« Hisse ! »: à ce cri, des dizaines de pêcheurs en salopette imperméable ou en combinaison de plongée s’activent autour de la partie finale d’un labyrinthe de filets où n’ont été piégés que les plus gros spécimens.
Les thons rouges sauvages « sont pratiquement comme des taureaux » et leurs coups de queue ont la force d’un « coup de sabot de cheval », prévient le capitaine Antonio Ponce, 61 ans, chargé de diriger en ce matin de mai cette opération de pêche géante.
Dans cette zone du sud de l’Espagne, proche du détroit de Gibraltar, 1.600 tonnes de thons seront capturés en 2023 grâce à la technique de la madrague (« almadraba » en espagnol, de l’arabe « lieu où l’on frappe ou combat »), introduite par les Phéniciens il y a 3.000 ans.

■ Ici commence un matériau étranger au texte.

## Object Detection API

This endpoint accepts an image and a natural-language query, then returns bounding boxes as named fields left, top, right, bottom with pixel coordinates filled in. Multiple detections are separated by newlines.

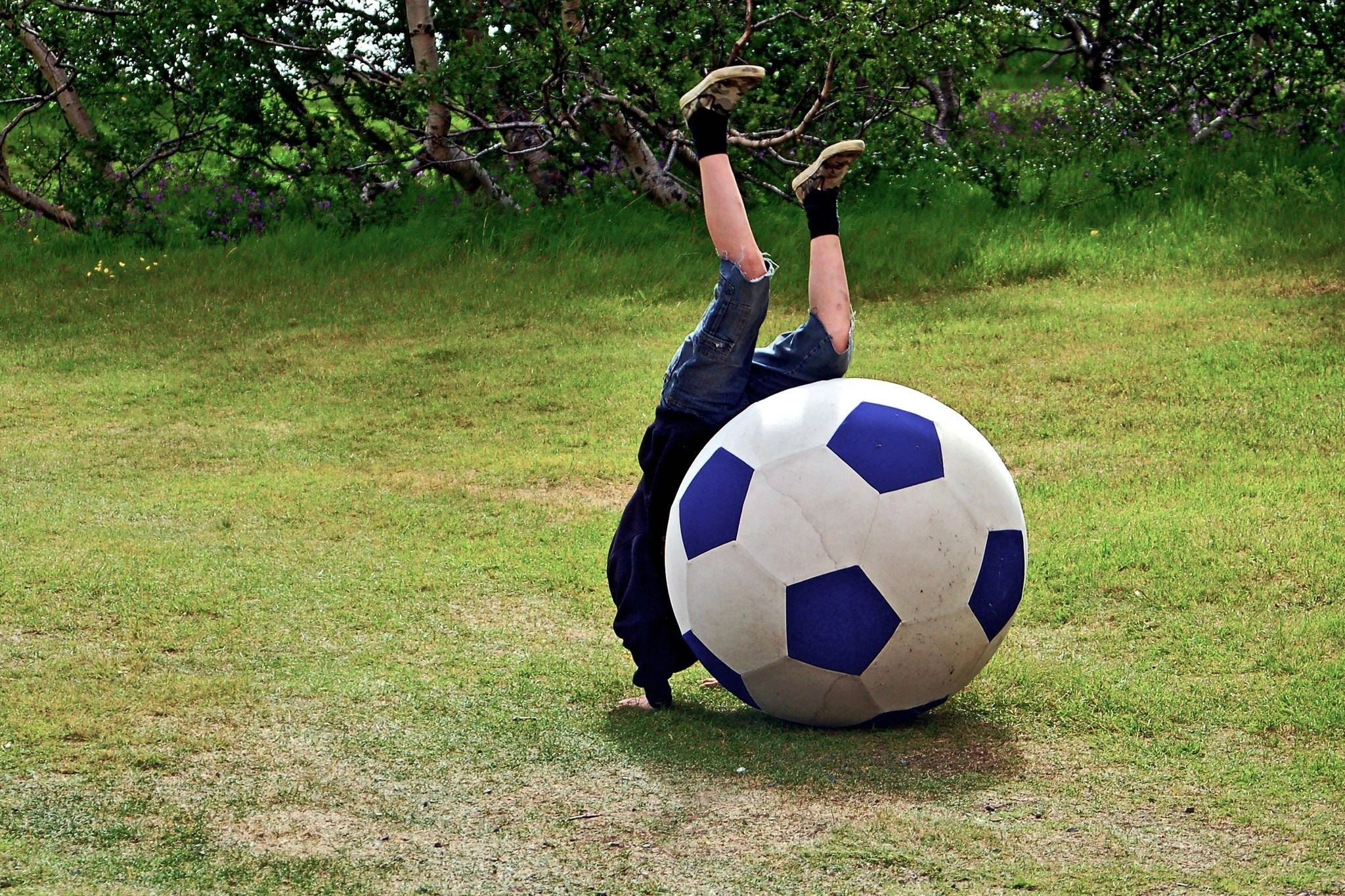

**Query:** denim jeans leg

left=661, top=259, right=775, bottom=426
left=748, top=312, right=854, bottom=402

Cette pratique – permettant de capturer les animaux lors de leur passage de l’Atlantique, où ils ont engraissé tout l’hiver, vers la mer Méditerranée, où ils viennent pondre à partir d’avril – était sur le point de disparaître en Espagne dans les années 1970, pour des raisons économiques.
Elle a finalement été remise au goût du jour grâce à l’intérêt des Japonais, en quête de thons rouges de qualité pour leurs fameux sushis.
– « Technique durable » –
La pêche à la madrague est également pratiquée en Italie, au Portugal et au Maroc. En Espagne, elle est concentrée dans le golfe de Cadix, où elle fait vivre près de 500 pêcheurs, selon l’Organisation des producteurs de poissons d’almadraba (OPP51).
Comme elle repose sur des filets fixes, dont le maillage n’emprisonne que les plus gros poissons, il s’agit d’une « technique durable », assure José Luis García Varas, responsable du programme « Océans » du Fonds mondial pour la nature (WWF) en Espagne.
Au début des années 2000, l’engouement mondial pour les sushis a mis les thons rouges en danger. Mais depuis, des quotas régionaux ont permis à l’espèce de se rétablir. Le thon rouge de l’Atlantique, pêché à Cadix, est passé en 2021 d' »en danger » à « préoccupation mineure » dans la « liste rouge » des espèces menacées de l’UICN.
Conseillés par des Japonais, les pêcheurs de Cadix ont aussi peaufiné leur technique afin de préserver la chair des poissons, qui sont tués sur le coup avec des « luparas », des percuteurs déclenchés sur leur front.
La technologie, elle aussi, a contribué à la nouvelle mode du thon rouge de Cadix.
Salé et exporté vers l’ensemble de l’empire romain durant l’Antiquité, il peut désormais se conserver jusqu’à quatre ans s’il est congelé à -60ºC, comme le fait l’entreprise Gadira, qui achète la production de trois madragues.
Auparavant, « il y avait plus de 18 conserveries ici car tout le thon devait être traité » sans délai pour éviter qu’il ne pourrisse, se souvient le directeur général de cette entreprise, Andrés Jordan.
– « 25 textures et 25 saveurs » –
Dans cette partie de l’Andalousie, la relance de la pêche à la madrague s’est accompagnée d’un regain intérêt gastronomique pour ce poisson – auparavant exporté à plus de 80% au Japon et désormais consommé à près de 70% en Espagne et dans le reste de l’Europe, selon l’OPP51.
« Le thon a 25 parties », et donc « 25 textures et 25 saveurs » qui pour beaucoup « n’étaient pas connues » en Espagne auparavant, souligne Julio Vázquez, chef de 43 ans à la tête du restaurant El Campero, à Barbate, dont la carte comprend jusqu’à 32 plats à base de thon rouge.
« Lorsque ma mère ou ma grand-mère cuisinaient, il n’y avait pas autant de diversité », se souvient le cuisinier, en rappelant que le principal livre de cuisine des foyers espagnols de l’époque, « 1080 recettes de cuisine » de Simone Ortega, ne contenait qu’une seule recette de thon: « le gratin de thon en boîte ».
Aujourd’hui, des milliers de touristes viennent chaque année dans la région pour déguster du thon rouge.
« L’année dernière, 105.000 tapas ont été vendues en quatre jours » lors de la « Route du thon », festival gastronomique organisé en mai à Zahara de los Atunes, ville côtière baptisée ainsi en référence aux thons (atunes en espagnol), selon son maire, Agustín Conejo.